I shouldn't complain, because there are many people with things far worse wrong with them and I know that I will get better in time. There is something deeply frustrating about being stuck at home during an election, though. Every instinct screams at me that I should be out on the streets delivering or canvassing and not stuck in here typing to distract myself from the sore ears, or not having the energy to do anything much.
One of the characteristics of the Glandular Fever is that I seem to feel that I'm getting better and then, all of a sudden, out of nowhere, I'm floored and back to square one. I am definitely improving and over the last couple of weeks sense that I have entered the recovery rather than being ill phase - I feel that I'm walking very slowly uphill rather than stuck at the bottom of a steep cliff. I now no longer spend several hours in the middle of every day asleep. I'm trying to strike a balance between not overdoing it but constantly trying to push the boundaries of what I can do. I still tire very easily, though, and I have to be quite careful at pacing myself.

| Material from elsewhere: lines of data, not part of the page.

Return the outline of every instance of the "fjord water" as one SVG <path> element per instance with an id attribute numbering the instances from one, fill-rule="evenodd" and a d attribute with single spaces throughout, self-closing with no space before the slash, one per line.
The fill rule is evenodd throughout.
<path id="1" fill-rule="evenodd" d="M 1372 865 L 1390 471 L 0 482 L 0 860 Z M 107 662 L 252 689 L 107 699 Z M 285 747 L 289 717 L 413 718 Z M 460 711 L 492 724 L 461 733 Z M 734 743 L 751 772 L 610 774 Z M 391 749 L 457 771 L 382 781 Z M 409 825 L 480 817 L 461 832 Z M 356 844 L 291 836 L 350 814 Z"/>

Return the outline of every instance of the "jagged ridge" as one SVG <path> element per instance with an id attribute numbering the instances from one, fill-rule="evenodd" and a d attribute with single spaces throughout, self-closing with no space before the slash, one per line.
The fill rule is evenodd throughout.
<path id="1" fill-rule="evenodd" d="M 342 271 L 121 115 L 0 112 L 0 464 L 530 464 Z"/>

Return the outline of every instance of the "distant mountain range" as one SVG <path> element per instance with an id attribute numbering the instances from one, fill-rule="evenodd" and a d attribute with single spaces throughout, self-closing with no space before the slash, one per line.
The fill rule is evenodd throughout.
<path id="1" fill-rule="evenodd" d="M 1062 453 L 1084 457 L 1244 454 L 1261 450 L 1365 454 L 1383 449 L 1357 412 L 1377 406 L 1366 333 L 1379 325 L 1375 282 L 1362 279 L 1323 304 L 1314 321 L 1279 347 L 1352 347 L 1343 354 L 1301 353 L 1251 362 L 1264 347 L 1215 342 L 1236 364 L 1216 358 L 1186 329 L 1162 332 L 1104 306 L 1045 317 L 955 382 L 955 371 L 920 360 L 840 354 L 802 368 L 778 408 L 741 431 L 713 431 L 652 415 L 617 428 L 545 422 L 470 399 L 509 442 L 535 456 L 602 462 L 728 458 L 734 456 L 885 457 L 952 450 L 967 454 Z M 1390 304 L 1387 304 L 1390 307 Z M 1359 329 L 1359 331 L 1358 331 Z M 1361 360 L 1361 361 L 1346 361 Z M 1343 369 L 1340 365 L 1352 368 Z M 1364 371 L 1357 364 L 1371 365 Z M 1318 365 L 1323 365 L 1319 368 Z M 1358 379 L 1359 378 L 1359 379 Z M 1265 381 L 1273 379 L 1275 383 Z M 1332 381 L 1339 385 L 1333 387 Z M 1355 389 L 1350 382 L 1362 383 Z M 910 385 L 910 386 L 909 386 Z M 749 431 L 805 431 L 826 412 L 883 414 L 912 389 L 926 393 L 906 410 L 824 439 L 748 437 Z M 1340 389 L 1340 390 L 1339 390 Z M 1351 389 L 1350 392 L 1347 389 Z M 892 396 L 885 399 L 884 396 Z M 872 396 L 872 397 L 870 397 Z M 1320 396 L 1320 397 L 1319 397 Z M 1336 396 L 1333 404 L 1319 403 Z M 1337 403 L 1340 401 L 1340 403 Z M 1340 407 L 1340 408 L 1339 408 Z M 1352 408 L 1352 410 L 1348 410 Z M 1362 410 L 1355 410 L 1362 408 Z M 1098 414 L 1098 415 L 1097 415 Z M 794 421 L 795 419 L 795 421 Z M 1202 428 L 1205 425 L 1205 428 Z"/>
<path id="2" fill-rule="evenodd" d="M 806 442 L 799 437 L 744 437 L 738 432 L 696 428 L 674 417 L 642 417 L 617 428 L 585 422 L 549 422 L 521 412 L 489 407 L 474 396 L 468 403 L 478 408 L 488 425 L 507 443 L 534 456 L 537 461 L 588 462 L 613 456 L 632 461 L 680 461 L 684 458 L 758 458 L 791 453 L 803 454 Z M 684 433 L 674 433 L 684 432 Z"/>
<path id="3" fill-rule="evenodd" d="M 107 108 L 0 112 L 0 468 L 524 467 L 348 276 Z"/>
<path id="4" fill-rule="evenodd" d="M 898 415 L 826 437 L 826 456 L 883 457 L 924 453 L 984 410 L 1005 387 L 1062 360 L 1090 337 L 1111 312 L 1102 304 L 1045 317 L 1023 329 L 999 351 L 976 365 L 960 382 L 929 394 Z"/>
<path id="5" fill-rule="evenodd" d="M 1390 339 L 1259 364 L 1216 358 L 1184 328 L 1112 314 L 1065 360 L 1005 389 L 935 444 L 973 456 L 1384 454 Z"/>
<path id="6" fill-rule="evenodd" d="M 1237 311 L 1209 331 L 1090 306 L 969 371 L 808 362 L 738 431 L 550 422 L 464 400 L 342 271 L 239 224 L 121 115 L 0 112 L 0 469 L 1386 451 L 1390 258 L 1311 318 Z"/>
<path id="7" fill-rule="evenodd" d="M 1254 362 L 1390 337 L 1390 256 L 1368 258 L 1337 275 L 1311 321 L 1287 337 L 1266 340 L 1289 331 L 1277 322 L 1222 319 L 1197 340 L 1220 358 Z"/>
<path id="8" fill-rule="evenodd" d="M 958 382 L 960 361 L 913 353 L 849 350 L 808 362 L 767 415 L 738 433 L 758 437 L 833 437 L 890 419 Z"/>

From what I have managed to glean from the internet and from people who have had Glandular Fever, my experience is fairly typical. Trust me to catch a young person's disease in my 40s, though. I am tempted to try some of the hippy, new agey things that I've been so sceptical of in the past to see if they make any difference.
I have said before that I have the best friends in the World - and that has certainly been true. They might not come near me so often, but they look after me via the interwebby thing and keep me relatively sane and cheerful. I have no idea how I would survive without them, so thanks, all.